My current project relies on long-lasting connections to the server. How is this best implemented with MIDP v1.0? I've implemented it with a pair of HttpConnections (one GET, one POST), which remain open for the midlet's lifetime, but that doesn't work on the phones I've tried (CSD only so far, it might still on GPRS). So I'm trying a rather nasty polling system which wastes bandwidth something chronic - is there an elegant way of doing this?
Of course, all gravy once v2 is widely supported and I can use UDP datagrams, but until then, what is everyone else doing?
I am trying a similar thing, trying to open two POST connections, one for sending and one for receiving. It works in the WTK104 emulator, but fails in various ways on various phones. Is there a recommended way of faking HTTP out? BTW, my app works fine on the phone that supports sockets.
keltonflinn: I'm not surprised. What's happening is that we're falling foul of the WAP mechanism. It's not actually HTTP, it's an encoded version of it. As a result, the entire request is cached on the gateway server, and only sent when it's finished transferring from the phone to the gateway. A phone which supports sockets will by definition support normal TCP/IP, and so will be able to start sending HTTP data before the request is finished.
Basically, sucks to be us
Sun just wasn't thinking of real-time applications when it designed MIDPv1, and it'll be a while before MIDPv2 happens. Right now, how I'm doing it is to have two versions - one with the bandwidth-minimising method which works in the emulator (and presumably socket phones, don't have one to test), and one for less intelligent phones which just polls repeatedly. If you are interested in a polling solution, might I also incidentally recommend kxmlrpc. Doesn't work when streaming, but makes life SO much easier...

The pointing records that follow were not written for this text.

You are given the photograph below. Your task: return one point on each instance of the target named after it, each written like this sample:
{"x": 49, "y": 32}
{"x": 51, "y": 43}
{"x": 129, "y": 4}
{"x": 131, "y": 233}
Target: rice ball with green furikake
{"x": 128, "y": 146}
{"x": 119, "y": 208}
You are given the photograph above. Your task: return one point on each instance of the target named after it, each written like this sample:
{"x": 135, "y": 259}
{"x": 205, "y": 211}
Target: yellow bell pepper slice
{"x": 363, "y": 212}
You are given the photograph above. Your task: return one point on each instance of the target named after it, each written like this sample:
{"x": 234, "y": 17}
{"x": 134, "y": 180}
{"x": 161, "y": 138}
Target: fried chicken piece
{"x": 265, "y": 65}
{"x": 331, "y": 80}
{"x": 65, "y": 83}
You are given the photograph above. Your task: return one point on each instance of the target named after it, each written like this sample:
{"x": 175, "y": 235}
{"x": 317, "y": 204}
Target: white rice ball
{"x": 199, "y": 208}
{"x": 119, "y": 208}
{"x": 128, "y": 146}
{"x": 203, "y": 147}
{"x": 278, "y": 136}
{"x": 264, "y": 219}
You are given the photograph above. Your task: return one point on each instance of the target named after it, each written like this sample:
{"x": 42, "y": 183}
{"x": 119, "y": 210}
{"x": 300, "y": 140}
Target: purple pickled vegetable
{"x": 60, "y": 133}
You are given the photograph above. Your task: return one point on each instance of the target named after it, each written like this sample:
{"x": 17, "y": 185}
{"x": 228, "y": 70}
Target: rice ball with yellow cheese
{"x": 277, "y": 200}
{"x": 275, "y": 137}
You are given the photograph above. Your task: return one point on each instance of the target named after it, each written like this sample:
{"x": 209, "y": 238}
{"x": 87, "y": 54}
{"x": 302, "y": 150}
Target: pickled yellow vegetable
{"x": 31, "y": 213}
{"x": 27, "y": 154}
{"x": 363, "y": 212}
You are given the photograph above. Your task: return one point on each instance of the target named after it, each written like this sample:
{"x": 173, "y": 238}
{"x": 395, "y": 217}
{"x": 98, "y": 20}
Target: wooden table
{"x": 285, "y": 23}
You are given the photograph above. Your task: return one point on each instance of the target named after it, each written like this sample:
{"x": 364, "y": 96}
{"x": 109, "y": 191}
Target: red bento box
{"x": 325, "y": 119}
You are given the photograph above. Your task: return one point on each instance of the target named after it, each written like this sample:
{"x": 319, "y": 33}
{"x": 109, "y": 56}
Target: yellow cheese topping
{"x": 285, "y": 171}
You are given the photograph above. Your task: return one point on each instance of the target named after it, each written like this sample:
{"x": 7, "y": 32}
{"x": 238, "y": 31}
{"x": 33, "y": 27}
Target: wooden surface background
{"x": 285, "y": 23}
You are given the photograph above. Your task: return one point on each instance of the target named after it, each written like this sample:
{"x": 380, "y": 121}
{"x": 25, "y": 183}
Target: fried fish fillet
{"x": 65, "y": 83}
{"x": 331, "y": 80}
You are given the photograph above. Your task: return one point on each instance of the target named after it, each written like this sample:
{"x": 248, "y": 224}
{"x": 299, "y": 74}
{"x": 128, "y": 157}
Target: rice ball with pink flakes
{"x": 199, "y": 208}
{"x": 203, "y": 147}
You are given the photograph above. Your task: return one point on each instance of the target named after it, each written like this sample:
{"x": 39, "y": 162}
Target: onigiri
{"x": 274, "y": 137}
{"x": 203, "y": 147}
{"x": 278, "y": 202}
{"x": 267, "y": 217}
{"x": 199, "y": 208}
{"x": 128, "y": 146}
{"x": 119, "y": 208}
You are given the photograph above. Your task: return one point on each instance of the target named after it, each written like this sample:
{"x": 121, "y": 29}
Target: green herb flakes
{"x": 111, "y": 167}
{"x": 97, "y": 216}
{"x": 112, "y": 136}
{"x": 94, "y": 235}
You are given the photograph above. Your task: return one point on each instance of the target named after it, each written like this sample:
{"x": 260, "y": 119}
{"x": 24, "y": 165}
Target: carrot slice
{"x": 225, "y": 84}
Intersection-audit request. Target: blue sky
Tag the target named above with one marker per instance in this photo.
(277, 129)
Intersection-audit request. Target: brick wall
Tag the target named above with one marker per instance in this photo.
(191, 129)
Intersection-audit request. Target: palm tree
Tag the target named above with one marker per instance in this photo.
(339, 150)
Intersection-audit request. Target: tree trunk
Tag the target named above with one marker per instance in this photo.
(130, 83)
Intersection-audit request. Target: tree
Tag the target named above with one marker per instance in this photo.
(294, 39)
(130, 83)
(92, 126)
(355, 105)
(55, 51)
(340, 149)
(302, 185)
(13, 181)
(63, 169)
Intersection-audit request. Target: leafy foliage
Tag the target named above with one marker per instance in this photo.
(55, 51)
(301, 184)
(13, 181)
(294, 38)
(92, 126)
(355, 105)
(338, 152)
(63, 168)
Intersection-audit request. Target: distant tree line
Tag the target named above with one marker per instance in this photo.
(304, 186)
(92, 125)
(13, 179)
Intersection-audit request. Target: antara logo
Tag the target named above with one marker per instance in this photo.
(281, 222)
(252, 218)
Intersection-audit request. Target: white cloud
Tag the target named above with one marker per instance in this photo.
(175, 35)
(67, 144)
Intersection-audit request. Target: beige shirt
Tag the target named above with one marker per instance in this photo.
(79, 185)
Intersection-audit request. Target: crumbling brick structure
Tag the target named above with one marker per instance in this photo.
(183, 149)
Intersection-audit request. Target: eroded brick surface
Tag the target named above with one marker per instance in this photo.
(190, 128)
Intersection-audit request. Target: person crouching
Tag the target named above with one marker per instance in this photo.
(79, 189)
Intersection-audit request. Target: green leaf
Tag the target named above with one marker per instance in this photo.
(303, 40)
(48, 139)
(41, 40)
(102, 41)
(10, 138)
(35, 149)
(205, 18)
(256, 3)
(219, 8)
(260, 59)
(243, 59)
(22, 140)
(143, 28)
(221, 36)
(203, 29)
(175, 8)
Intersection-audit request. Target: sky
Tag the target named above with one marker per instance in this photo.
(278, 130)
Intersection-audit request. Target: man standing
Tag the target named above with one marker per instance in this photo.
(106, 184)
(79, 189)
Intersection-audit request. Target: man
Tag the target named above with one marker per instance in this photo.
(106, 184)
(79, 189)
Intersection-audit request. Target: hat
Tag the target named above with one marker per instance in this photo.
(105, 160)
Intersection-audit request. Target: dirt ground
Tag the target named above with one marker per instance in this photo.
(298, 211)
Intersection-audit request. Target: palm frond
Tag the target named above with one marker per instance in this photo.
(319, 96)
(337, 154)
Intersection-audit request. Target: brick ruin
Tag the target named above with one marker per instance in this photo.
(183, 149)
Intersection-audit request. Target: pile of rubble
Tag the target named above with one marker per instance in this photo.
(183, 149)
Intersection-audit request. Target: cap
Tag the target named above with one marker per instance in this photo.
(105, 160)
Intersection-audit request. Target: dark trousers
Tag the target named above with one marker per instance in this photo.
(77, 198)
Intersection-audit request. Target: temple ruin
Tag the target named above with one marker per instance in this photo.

One of the books I have suggested putting "really big numbers" in the Content-Length. That seems to work in the emulator, but it strikes me as a very fragile solution.
The other wierd behavior I am seeming is that one of the phones opens a new http connection every time I do a flush() on the DataOutputStream, which needless to say the emulator does not do.

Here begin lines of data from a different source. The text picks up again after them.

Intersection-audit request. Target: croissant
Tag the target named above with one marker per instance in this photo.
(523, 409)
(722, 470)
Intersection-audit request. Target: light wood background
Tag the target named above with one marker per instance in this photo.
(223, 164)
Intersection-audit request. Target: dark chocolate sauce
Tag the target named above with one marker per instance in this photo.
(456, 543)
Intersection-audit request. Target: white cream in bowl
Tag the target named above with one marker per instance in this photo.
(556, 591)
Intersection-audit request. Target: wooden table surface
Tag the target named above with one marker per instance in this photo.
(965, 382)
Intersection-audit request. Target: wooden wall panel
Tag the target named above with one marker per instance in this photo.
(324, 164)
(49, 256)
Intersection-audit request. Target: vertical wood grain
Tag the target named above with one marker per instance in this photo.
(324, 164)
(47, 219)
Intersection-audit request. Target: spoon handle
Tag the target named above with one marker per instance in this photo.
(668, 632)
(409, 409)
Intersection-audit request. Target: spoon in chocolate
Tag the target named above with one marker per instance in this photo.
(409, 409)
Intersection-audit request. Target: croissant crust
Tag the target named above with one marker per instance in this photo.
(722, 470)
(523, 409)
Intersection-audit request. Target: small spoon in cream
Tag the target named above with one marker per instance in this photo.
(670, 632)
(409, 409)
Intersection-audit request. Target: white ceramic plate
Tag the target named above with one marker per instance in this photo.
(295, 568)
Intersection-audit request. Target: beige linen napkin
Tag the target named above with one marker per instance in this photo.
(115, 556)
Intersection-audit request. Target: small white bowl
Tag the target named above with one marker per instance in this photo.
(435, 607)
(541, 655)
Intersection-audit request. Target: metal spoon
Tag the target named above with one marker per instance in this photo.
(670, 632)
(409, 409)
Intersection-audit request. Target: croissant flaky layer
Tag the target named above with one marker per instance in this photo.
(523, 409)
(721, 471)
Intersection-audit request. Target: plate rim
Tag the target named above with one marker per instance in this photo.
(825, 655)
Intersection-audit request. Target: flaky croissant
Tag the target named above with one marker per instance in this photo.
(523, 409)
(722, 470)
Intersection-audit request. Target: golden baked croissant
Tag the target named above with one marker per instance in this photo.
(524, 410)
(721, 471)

I think I was not quite clear in my previous post. The "sockets" version of the midlet and the server work fine. The http version of the midlet has the above-described erroneous behavior on that socket-supporting phone.
We've just completed an Instant Messaging client which has many of the same requirements you mention.
Here are some learnings ...
1) Ignore the emulators. Their networking behaviour has nothing in common with an actual device
1a) Coz devices tend to support only a single extant connection
1b) Coz devices often (eg Series 40) map http to cWAP
1c) Which allows the network operator to munge, cache, block, timeout and drop data at their cWAP gateaway
1d) Coz Nokia devices are totally bug-infested when it comes to networking
1e) Coz networking parameters such as timeouts vary greatly and whatever you set it to, the cWAP gateway will timeout anyway
1f) Coz standard tricks such as closing an http connection to force a timeout don't work on most devices
2) MIDP 2.0 does *not* mandate Sockets or UDP. It's a reasonable expectation that most manufacturers will take the opportunity of MIDP2.0 to implement same, but it is not guaranteed
3) The use of sockets implies that your network has an Internet APN open for socket use. Dangerous assumption, especially with prepay !
The good news is that it can be done. It's just a lot like spinnig plates.
btw. In Sun's defence, they didn't screw up MIDP 1.0 all by themselves. They had some fantastic help from the handset manufacturers. MIDP1.0 doesn't say a manufacturer *can't* implement sockets. (and as I mentioned above, MIDP2.0 doesn't say they must). imho it's the JCP process that's broken, but that's another story.